Henry drops his hands and looks down at the hardwood floor we’re both standing on, the five-hundred-dollar sneakers he wore while he fucked me, steels himself, then looks back up at me. “He was never going to propose to Shailene.”
“What?”
“He sabotaged their relationship, played it to make himself the victim so he’d get this role. He was never going to propose.”
“That’s because he’s smart. He knew Shailene wasn’t going to pick him, and that kept him from making a fool of himself.”
“Why do you think that?” Henry asks me. “She begged him to stay. She was basically in pieces.”
“Did she sleep with him?” I ask then. “Why would she lie about that if she was going to pick Marcus?”
“Because she was embarrassed. It was none of our business if she slept with him. And for the record, I still have no idea if she did or not. Only the two of them ever really knew.”
“That’s really rich, coming from you,” I say. “When you had Marcus talk about it. And the show sure as shit wanted us to think she slept with him.”

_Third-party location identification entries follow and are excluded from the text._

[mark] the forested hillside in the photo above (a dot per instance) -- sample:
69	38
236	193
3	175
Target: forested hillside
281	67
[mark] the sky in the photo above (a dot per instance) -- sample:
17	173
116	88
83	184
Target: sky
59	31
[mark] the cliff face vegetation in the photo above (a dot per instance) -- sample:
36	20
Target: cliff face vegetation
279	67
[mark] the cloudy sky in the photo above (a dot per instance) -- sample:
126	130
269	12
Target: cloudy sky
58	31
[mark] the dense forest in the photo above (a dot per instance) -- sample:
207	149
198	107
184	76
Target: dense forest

“The fuck I told Marcus to do that. Shailene only agreed to do the show if we promised not to mention anything that happened in the overnight dates. It was private for her. Marcus went rogue. I never trusted him, I made him who he was that whole season, made Shailene fall in love with him, and he used it to do that to her.”
“Listen to you,” I say. “Marcus is who he always was.” But as I say it, I do wonder if he ever has been. I scroll through my Rolodex of conversations with Marcus, my fixation on his physicality.

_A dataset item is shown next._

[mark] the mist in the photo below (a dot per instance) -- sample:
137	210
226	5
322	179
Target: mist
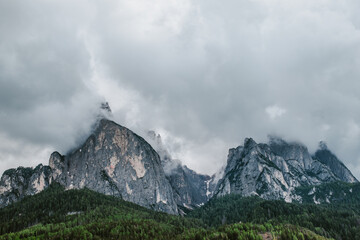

Maybe Marcus had only existed in my head. I had always thought of him as straightforward, but that was only true about certain things. There was a certain aloofness to him that made me want him to see me, but maybe he had been playing a character just as much as I had.
“I don’t think you believe that,” Henry says, watching me coming to the conclusion he has just laid out.
“Marcus went through a lot.” I can’t help but defend him, can’t help but want to. Until half an hour ago, he had taken up a good portion of my daily thoughts. “His dad had cancer. It was really fucking him up.”